3. The method of claim 2, further comprising the steps of: (a) generating a first ODT image from the ODT signal before filtering the ODT signal; (b) generating a second ODT image from the ODT signal after filtering the ODT signal; and (c) determining if the second ODT image represents an improvement over the first ODT image.

4. The method of claim 3, wherein if the filter does not result in improved image quality, repeating the steps of claim 2 to generate a different filter.

5. The method of claim 2, wherein the step of defining at least one parameter that can be used to differentiate the clutter signal component from the moving scatterer signal component comprises the steps of: (a) obtaining a background ODT signal from a location where the ODT signal comprises a relatively large signal component corresponding to background noise, and a relatively small signal component corresponding to moving scatterers; (b) analyzing the background ODT signal to determine a frequency of the relatively large signal component corresponding to background noise; and (c) using the frequency of the background noise as the defined parameter.

6. The method of claim 1, wherein the clutter signal component arises at least in part due to stationary scatterers.

7. The method of claim 6, wherein the stationary scatterers comprise tissue forming a blood vessel wall.

8. The method of claim 1, wherein the moving scatterer signal component arises at least in part due to blood cells flowing in a blood vessel.
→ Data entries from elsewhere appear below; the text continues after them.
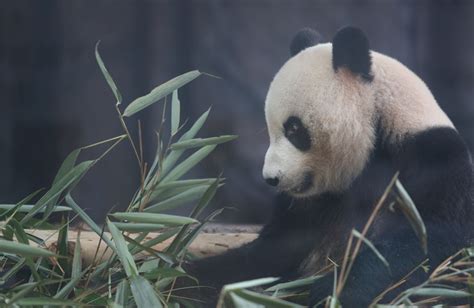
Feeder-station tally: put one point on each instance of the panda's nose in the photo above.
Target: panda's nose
(272, 181)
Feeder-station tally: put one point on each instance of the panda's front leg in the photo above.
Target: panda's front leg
(277, 252)
(369, 277)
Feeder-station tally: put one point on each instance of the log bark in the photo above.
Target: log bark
(215, 240)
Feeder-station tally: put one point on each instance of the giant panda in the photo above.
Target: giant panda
(342, 120)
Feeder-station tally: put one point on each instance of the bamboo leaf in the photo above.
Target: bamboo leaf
(143, 293)
(264, 300)
(88, 220)
(77, 259)
(446, 293)
(200, 142)
(411, 213)
(295, 283)
(122, 294)
(108, 78)
(175, 112)
(46, 301)
(173, 157)
(160, 92)
(59, 187)
(163, 219)
(138, 227)
(23, 249)
(189, 163)
(372, 247)
(187, 196)
(122, 251)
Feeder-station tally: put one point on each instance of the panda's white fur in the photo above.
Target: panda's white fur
(340, 111)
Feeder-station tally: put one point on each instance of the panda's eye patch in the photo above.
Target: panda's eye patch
(297, 134)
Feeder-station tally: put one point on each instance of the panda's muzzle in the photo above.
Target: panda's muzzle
(305, 185)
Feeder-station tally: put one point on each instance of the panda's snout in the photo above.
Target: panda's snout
(272, 181)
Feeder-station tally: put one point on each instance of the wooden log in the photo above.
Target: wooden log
(205, 244)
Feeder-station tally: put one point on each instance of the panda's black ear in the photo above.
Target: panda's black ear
(350, 49)
(305, 38)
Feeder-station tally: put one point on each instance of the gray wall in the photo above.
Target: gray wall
(54, 99)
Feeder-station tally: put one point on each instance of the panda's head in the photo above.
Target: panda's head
(323, 107)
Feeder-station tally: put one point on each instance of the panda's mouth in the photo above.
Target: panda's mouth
(305, 185)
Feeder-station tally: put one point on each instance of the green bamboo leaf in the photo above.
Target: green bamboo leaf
(372, 247)
(122, 251)
(175, 112)
(22, 238)
(143, 293)
(163, 219)
(138, 227)
(77, 259)
(249, 284)
(188, 163)
(264, 300)
(160, 92)
(433, 292)
(46, 301)
(23, 249)
(295, 284)
(67, 289)
(28, 207)
(59, 187)
(185, 197)
(173, 157)
(12, 209)
(122, 294)
(200, 142)
(183, 245)
(202, 204)
(185, 183)
(66, 166)
(107, 76)
(154, 241)
(88, 220)
(411, 213)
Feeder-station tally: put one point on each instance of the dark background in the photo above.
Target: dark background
(53, 97)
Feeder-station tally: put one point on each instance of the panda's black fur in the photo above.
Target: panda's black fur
(435, 168)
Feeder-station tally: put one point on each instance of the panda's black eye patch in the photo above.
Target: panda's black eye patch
(297, 133)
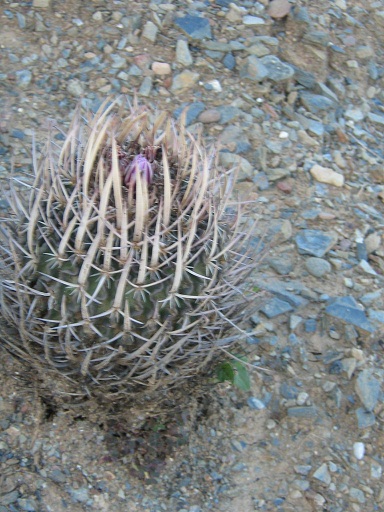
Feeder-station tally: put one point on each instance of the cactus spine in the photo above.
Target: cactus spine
(126, 266)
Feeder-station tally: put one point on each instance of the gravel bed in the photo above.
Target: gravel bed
(294, 93)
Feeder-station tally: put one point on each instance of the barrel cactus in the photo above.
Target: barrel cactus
(126, 259)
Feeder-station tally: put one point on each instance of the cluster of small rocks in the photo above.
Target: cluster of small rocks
(294, 93)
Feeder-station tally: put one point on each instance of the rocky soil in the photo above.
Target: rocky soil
(294, 93)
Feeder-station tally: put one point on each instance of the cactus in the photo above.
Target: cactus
(127, 264)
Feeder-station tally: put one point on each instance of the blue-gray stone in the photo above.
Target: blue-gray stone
(23, 77)
(368, 298)
(304, 78)
(322, 474)
(317, 267)
(192, 111)
(276, 307)
(261, 181)
(283, 290)
(347, 309)
(376, 118)
(80, 495)
(194, 26)
(377, 315)
(288, 391)
(361, 251)
(255, 403)
(229, 61)
(316, 103)
(253, 69)
(310, 325)
(146, 86)
(315, 242)
(283, 265)
(277, 70)
(302, 411)
(135, 70)
(10, 497)
(311, 214)
(357, 494)
(18, 134)
(27, 504)
(365, 418)
(368, 389)
(228, 113)
(313, 127)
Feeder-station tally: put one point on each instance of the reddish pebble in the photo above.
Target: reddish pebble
(142, 61)
(279, 8)
(209, 116)
(285, 187)
(161, 68)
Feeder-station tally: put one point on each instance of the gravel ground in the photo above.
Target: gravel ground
(294, 93)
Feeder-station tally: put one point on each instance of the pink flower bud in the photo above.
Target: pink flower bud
(139, 164)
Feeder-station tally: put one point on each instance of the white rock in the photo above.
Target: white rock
(253, 20)
(183, 55)
(327, 175)
(161, 68)
(366, 267)
(358, 450)
(41, 3)
(372, 242)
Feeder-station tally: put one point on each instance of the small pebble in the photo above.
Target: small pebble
(327, 175)
(358, 450)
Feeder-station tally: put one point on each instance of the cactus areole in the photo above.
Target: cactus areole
(126, 265)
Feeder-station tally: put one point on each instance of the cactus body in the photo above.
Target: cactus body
(125, 268)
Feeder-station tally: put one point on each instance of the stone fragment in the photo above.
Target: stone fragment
(364, 52)
(146, 86)
(253, 20)
(376, 118)
(275, 307)
(327, 175)
(317, 267)
(358, 450)
(285, 187)
(355, 114)
(372, 242)
(75, 88)
(316, 103)
(367, 268)
(194, 27)
(283, 265)
(357, 495)
(255, 403)
(253, 69)
(306, 139)
(277, 71)
(315, 242)
(347, 309)
(368, 389)
(42, 4)
(365, 418)
(322, 474)
(183, 55)
(279, 8)
(184, 80)
(23, 78)
(229, 160)
(161, 68)
(300, 411)
(150, 31)
(209, 116)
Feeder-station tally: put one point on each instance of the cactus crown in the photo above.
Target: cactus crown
(126, 265)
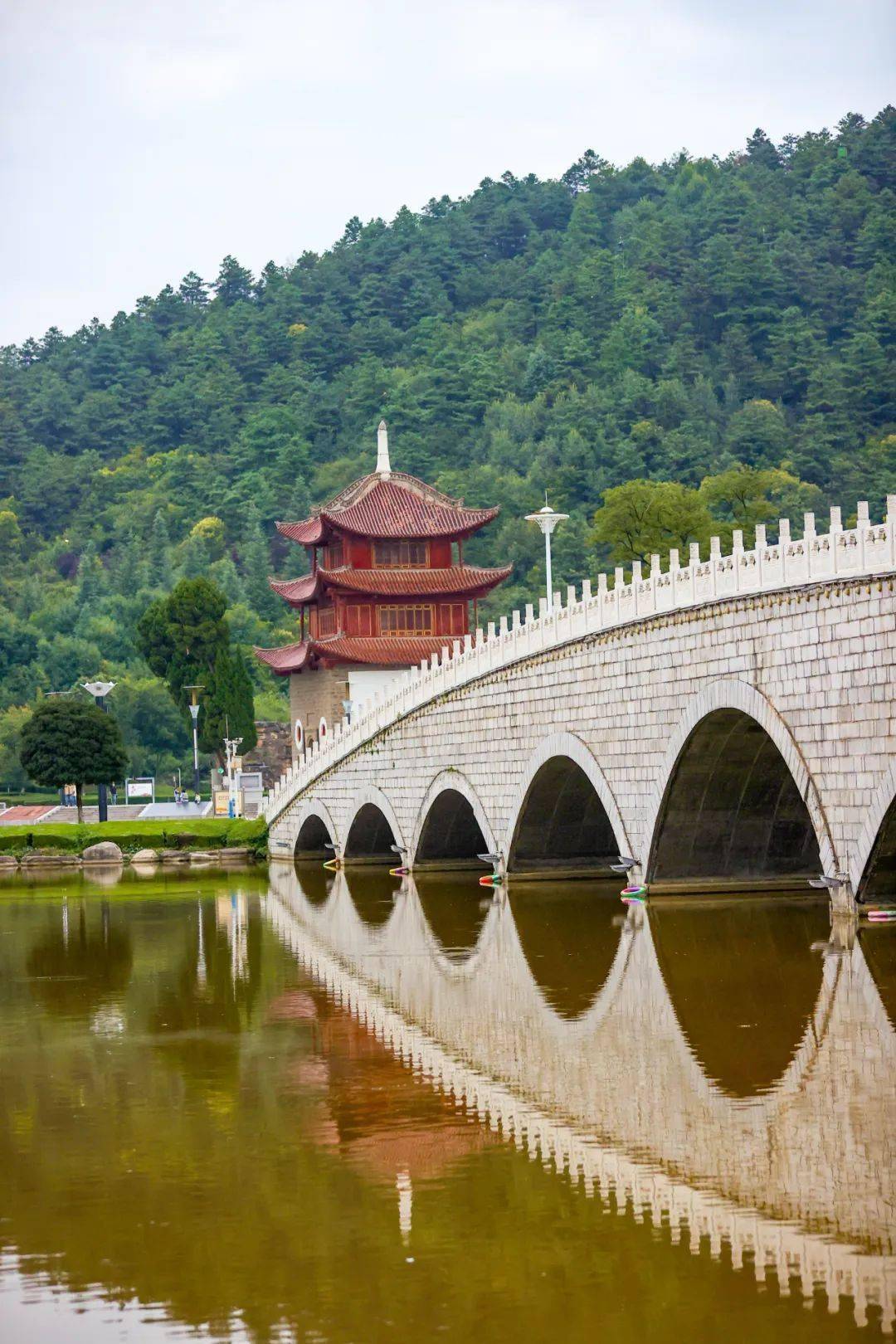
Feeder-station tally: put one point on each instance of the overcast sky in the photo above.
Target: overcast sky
(144, 139)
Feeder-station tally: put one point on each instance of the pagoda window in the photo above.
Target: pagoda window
(451, 619)
(359, 620)
(401, 555)
(398, 621)
(334, 555)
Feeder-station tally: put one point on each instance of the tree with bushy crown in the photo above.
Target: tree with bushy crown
(67, 738)
(254, 555)
(160, 553)
(186, 641)
(90, 577)
(648, 518)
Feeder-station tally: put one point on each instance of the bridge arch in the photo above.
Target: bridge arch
(451, 825)
(373, 830)
(564, 782)
(718, 750)
(314, 832)
(878, 836)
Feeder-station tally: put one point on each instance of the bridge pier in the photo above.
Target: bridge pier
(733, 741)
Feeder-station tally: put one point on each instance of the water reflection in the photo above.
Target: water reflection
(743, 980)
(80, 962)
(455, 912)
(879, 947)
(637, 1040)
(570, 937)
(373, 891)
(288, 1121)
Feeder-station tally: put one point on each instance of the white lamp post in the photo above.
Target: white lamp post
(547, 520)
(193, 715)
(100, 689)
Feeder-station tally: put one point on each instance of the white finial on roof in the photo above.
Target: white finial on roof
(382, 452)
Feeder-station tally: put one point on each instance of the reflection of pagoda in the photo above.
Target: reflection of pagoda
(388, 587)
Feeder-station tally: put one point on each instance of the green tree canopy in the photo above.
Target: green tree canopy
(186, 641)
(648, 518)
(69, 739)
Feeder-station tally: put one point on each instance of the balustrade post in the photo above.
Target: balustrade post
(674, 574)
(602, 601)
(861, 531)
(783, 544)
(761, 553)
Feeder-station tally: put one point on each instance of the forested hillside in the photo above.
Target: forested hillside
(660, 321)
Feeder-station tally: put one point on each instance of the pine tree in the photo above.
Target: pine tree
(158, 554)
(256, 566)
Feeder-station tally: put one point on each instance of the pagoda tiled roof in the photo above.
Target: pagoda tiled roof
(394, 505)
(386, 582)
(297, 592)
(381, 650)
(310, 533)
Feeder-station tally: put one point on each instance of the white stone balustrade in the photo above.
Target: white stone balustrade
(868, 548)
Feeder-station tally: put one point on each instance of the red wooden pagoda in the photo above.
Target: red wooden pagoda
(387, 587)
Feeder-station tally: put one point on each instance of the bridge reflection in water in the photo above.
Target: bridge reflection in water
(727, 1070)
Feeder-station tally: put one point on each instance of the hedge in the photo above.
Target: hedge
(203, 834)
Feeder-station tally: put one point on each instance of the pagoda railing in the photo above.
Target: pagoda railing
(864, 550)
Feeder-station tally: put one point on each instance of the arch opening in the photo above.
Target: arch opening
(370, 838)
(743, 981)
(312, 840)
(455, 910)
(451, 838)
(563, 828)
(733, 815)
(879, 878)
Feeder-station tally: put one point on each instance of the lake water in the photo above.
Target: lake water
(355, 1108)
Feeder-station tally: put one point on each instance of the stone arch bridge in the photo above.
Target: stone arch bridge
(724, 723)
(796, 1170)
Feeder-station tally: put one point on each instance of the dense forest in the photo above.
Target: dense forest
(659, 323)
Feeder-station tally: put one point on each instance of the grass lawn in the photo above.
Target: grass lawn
(168, 834)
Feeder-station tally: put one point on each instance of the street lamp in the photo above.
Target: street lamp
(231, 746)
(193, 715)
(547, 520)
(100, 689)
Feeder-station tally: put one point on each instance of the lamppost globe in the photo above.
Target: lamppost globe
(547, 519)
(193, 714)
(100, 689)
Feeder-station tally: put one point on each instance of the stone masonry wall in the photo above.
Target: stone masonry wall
(816, 667)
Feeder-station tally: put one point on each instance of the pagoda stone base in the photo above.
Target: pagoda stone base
(314, 695)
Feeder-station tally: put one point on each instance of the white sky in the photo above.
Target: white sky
(143, 139)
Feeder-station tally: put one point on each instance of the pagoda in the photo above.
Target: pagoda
(387, 587)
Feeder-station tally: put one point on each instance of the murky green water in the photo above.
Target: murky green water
(351, 1108)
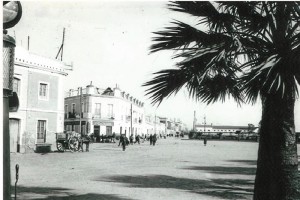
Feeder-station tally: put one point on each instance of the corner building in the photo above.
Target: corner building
(38, 82)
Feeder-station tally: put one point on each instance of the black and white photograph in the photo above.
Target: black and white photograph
(151, 100)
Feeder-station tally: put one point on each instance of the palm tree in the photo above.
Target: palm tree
(244, 50)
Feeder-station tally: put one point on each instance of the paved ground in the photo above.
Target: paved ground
(173, 169)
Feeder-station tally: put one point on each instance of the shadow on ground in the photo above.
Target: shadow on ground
(225, 170)
(220, 188)
(45, 193)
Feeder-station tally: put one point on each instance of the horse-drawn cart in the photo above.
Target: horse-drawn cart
(67, 140)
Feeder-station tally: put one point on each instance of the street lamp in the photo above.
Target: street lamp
(12, 12)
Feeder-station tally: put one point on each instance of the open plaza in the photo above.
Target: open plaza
(174, 168)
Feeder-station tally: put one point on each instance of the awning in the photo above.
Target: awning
(103, 123)
(75, 123)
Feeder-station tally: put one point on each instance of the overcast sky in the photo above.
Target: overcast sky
(108, 43)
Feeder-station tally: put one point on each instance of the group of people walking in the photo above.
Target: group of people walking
(124, 141)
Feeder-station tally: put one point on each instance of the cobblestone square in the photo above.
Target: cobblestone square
(173, 169)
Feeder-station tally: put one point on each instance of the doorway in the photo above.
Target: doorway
(108, 130)
(97, 132)
(14, 129)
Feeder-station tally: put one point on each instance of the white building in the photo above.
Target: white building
(210, 129)
(103, 111)
(38, 81)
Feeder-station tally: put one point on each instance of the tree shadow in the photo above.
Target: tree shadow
(51, 193)
(225, 170)
(221, 188)
(247, 162)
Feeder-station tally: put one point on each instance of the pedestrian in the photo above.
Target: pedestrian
(123, 142)
(154, 139)
(126, 140)
(137, 139)
(151, 139)
(131, 139)
(205, 141)
(113, 137)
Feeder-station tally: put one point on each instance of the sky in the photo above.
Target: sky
(108, 43)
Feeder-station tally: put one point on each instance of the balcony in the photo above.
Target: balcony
(72, 115)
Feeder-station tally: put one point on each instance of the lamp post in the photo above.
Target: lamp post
(12, 12)
(204, 123)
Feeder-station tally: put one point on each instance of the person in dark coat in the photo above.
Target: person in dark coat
(154, 139)
(123, 142)
(205, 141)
(113, 137)
(131, 139)
(151, 139)
(137, 139)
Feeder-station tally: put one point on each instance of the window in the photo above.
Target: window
(43, 91)
(41, 131)
(98, 109)
(110, 110)
(87, 106)
(16, 85)
(66, 111)
(73, 108)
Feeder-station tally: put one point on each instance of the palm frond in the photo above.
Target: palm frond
(210, 15)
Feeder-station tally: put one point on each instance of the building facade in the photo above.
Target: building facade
(224, 131)
(103, 112)
(38, 81)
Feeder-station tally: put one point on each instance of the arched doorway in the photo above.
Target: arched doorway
(14, 129)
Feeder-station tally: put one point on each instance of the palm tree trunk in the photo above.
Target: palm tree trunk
(277, 164)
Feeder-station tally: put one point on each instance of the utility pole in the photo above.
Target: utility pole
(80, 90)
(131, 119)
(194, 122)
(155, 124)
(204, 122)
(61, 49)
(8, 54)
(28, 43)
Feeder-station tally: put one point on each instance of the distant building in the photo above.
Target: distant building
(38, 81)
(103, 111)
(223, 130)
(173, 126)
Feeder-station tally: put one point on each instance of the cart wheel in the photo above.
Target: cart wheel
(60, 147)
(73, 144)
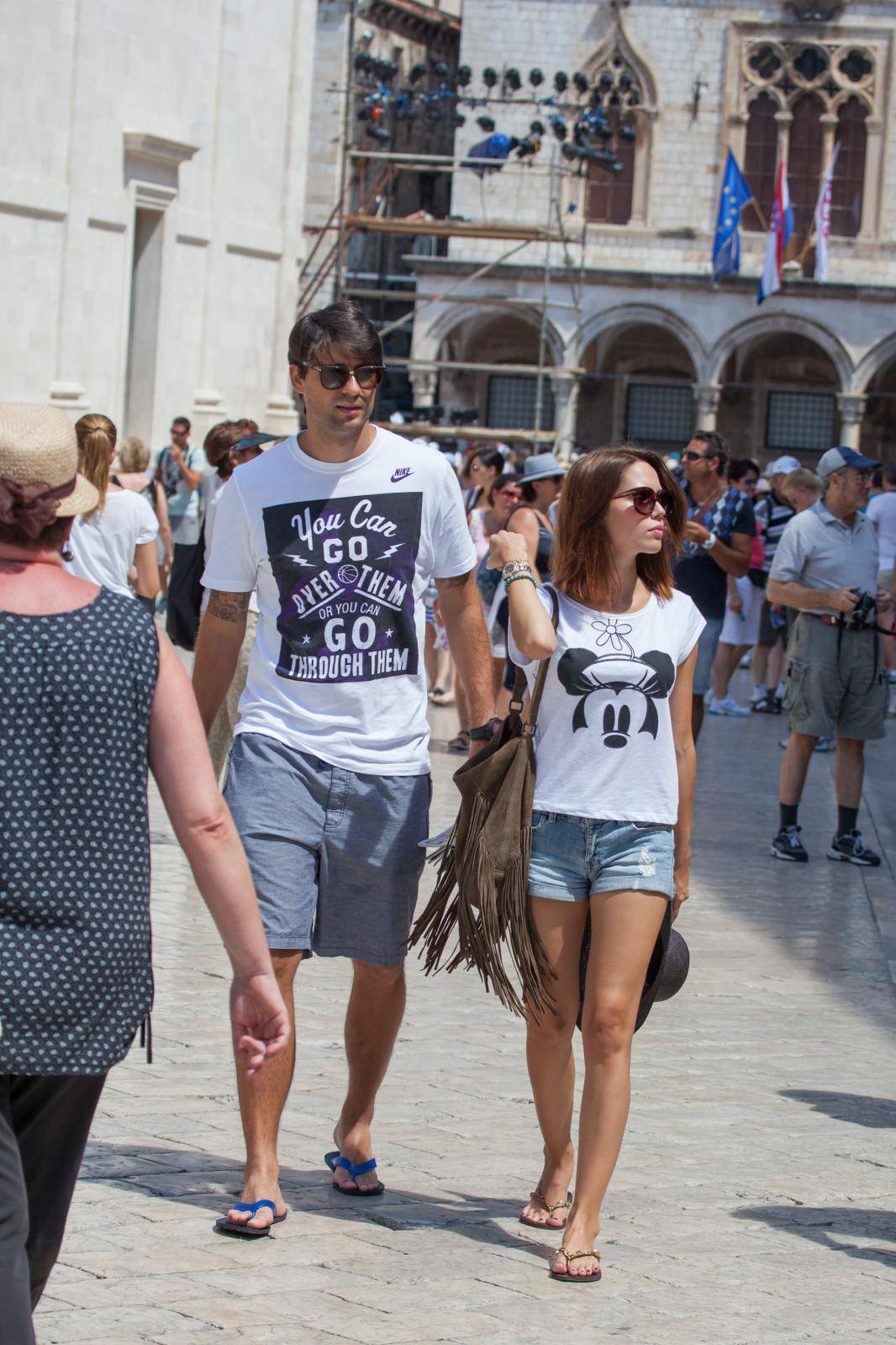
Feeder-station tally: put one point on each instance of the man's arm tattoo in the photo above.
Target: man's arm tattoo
(228, 607)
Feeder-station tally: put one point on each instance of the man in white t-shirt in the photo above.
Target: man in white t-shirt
(340, 530)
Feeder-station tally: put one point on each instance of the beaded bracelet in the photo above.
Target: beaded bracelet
(519, 576)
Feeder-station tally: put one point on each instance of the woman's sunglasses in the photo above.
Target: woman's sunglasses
(336, 376)
(646, 501)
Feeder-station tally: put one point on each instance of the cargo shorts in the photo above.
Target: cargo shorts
(835, 681)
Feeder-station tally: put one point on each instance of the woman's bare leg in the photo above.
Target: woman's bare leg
(549, 1049)
(623, 932)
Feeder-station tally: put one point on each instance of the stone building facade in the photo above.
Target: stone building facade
(634, 338)
(152, 190)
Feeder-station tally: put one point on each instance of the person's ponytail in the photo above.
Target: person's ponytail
(96, 450)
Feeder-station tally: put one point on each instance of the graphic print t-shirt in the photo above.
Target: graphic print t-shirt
(604, 744)
(340, 555)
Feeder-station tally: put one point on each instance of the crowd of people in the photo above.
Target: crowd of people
(333, 578)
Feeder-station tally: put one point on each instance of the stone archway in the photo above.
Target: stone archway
(640, 382)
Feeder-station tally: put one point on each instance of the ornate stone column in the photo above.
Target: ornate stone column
(566, 389)
(707, 397)
(851, 408)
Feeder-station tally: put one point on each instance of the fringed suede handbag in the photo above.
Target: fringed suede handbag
(483, 869)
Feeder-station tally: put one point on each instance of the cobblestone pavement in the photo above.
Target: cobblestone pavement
(755, 1200)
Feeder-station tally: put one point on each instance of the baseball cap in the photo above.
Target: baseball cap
(835, 459)
(788, 463)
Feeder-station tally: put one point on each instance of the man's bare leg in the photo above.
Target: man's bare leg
(261, 1102)
(376, 1009)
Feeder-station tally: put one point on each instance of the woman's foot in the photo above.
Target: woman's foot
(552, 1190)
(356, 1145)
(580, 1235)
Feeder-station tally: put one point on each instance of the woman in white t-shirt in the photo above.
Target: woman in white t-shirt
(615, 771)
(118, 537)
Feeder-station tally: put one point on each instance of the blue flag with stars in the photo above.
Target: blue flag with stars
(735, 195)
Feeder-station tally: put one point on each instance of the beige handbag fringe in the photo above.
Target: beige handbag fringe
(483, 872)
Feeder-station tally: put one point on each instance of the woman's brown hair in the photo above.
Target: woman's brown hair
(582, 564)
(96, 447)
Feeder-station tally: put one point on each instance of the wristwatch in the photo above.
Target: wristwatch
(486, 732)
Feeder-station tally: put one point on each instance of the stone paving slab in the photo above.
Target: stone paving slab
(755, 1199)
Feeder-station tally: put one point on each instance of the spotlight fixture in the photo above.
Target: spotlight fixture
(465, 416)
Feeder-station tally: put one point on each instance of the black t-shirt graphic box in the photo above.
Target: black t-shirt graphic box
(345, 572)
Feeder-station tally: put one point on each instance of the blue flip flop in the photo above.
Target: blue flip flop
(335, 1160)
(225, 1226)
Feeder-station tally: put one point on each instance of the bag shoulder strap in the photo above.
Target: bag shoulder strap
(519, 683)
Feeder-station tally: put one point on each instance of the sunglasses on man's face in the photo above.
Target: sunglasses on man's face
(336, 376)
(646, 501)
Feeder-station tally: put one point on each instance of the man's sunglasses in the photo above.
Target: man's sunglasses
(336, 376)
(646, 501)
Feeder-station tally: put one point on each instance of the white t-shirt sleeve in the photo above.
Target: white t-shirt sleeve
(452, 544)
(233, 565)
(513, 649)
(693, 627)
(147, 521)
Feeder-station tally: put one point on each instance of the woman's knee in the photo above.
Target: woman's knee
(607, 1028)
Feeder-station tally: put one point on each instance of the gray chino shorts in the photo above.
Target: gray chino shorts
(335, 857)
(835, 685)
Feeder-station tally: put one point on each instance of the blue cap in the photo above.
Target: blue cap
(835, 459)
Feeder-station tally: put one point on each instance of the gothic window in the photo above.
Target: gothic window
(609, 195)
(798, 100)
(804, 161)
(761, 158)
(849, 175)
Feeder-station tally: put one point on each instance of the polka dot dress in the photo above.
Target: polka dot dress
(76, 972)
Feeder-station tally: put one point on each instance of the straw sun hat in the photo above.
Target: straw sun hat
(40, 479)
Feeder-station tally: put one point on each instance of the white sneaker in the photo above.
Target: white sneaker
(728, 706)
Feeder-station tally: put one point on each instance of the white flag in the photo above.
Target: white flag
(822, 219)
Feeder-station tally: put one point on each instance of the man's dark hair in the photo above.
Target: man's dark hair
(342, 324)
(716, 446)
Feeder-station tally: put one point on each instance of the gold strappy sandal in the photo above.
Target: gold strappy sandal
(576, 1279)
(537, 1223)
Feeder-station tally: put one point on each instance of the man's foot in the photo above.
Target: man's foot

9. The method of claim 1, wherein the filter comprises a delay line filter (DLF).

10. The method of claim 9, wherein the DLF is phase-shifted.

11. The method of claim 1, wherein the filter is defined in regard to the time domain.

12. The method of claim 11, wherein the filter comprises a band pass filter and a phase-shifted delay line filter.

13. The method of claim 1, wherein the filter is defined in regard to the frequency domain.

14. The method of claim 13, wherein the filter includes an interpolation function and a phase-shifted delay line filter function.

15. A memory medium having machine instructions for carrying out step (c) of claim 1.

16. The method of claim 1, wherein step (c) is implemented using a hardware circuit.

17. An optical Doppler tomography (ODT) system, comprising: (a) an optical coherence tomography system configured to generate an ODT signal, where the ODT signal comprises a clutter signal component and a moving scatterer signal component, the moving scatterer signal component being of primary interest; and (b) a filter configured to process the ODT signal to remove the clutter signal component, producing a filtered ODT signal.

18. The system of claim 17, wherein the filter comprises a custom hardware circuit.

19. The system of claim 17, wherein the filter is implemented by processing machine instructions with a processor.

20. The system of claim 17, wherein the filter comprises a delay line filter.

21. The system of claim 17, wherein the filter is defined in regard to the time domain.

22. The system of claim 21, wherein the filter comprises a band pass filter and a phase-shifted delay line filter.

23. The system of claim 17, wherein the filter is defined in regard to the spectral domain.

24. The system of claim 23, wherein the filter provides an interpolation function and a phase-shifted delay line filter function.